Nelson Mandela vs Princess Diana - I'm sure we are all familiar with the work Nelson Mandela has done so let's look at Princess Di. Diana was a busy woman. She played a huge role in changing the way people thought about AIDS and HIV patients, being the first celebrity to be photographed touching an HIV patient. Diana was view by so many as almost a living saint that "hell if she can touch a person with HIV, I sure as hell can too," must have been what people thought when they saw that picture. She played a huge role in The International Campaign To Ban Landmines which went on to win a Nobel Peace Prize after her death. At the little bit I mentioned here didn't even scratch the surface. Princess Diana was truly a lady. Does she have what it takes to get past Mandela? That's up to you.

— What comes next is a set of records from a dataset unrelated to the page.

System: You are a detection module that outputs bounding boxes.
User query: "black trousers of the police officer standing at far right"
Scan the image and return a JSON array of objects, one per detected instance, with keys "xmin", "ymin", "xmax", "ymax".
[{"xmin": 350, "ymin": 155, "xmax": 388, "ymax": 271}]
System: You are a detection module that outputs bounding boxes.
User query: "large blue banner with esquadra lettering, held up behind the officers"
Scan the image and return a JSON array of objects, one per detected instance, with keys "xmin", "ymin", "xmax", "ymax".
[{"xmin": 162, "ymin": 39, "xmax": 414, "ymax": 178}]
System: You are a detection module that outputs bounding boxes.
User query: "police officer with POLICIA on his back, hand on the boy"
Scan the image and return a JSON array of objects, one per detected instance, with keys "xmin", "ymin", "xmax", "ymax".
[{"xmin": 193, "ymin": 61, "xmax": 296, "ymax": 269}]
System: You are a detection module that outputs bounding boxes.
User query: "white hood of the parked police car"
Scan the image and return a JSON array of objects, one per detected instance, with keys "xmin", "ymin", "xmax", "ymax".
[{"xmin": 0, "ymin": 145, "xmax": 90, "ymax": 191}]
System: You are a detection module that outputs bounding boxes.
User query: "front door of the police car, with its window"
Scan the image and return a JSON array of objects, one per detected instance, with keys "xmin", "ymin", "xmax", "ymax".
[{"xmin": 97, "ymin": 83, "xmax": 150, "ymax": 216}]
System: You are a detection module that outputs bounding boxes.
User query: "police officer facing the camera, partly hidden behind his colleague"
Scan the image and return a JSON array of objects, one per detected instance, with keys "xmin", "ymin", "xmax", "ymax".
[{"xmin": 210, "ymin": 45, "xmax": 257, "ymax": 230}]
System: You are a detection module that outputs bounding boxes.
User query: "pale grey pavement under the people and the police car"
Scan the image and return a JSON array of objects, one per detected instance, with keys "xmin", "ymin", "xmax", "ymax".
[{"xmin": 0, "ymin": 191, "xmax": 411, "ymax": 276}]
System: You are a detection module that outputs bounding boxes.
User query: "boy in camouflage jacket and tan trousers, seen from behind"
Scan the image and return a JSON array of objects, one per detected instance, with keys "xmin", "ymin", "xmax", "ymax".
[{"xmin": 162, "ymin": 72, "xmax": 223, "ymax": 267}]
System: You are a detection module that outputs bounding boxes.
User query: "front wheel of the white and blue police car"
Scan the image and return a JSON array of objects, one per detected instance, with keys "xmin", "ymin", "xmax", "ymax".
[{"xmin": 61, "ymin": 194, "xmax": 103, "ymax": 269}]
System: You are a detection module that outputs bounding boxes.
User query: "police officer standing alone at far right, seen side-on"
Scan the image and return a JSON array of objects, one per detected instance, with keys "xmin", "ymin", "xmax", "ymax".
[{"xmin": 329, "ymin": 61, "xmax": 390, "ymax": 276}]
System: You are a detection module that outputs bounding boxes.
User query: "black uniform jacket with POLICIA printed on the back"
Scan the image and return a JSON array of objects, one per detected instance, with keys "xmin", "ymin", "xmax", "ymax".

Mother Teresa vs Elie Weisel - You know how every now and then we have a match up that makes you say, "Oooooo...that ain't fair." That's how I feel about this one. I was introduced to Elie Weisel not long ago by my buddy Kelly. She bought me a copy of his book, "Night". I started reading it and read it all in one day. Night is his story of holocaust survival. He made it through all of the worst of the holocaust. Lost his entire family. It was a gut wrenching and even moreso, a mind bending thing to read. You start saying, "How can anyone be so cruel." The work that Elie Weisel has done to make all people equal is beyond compare. Mother Teresa we all know about her work with the poor and the sick, disadvantaged children and many others. No one more deserves the title Mother more than her. This is a tough pick.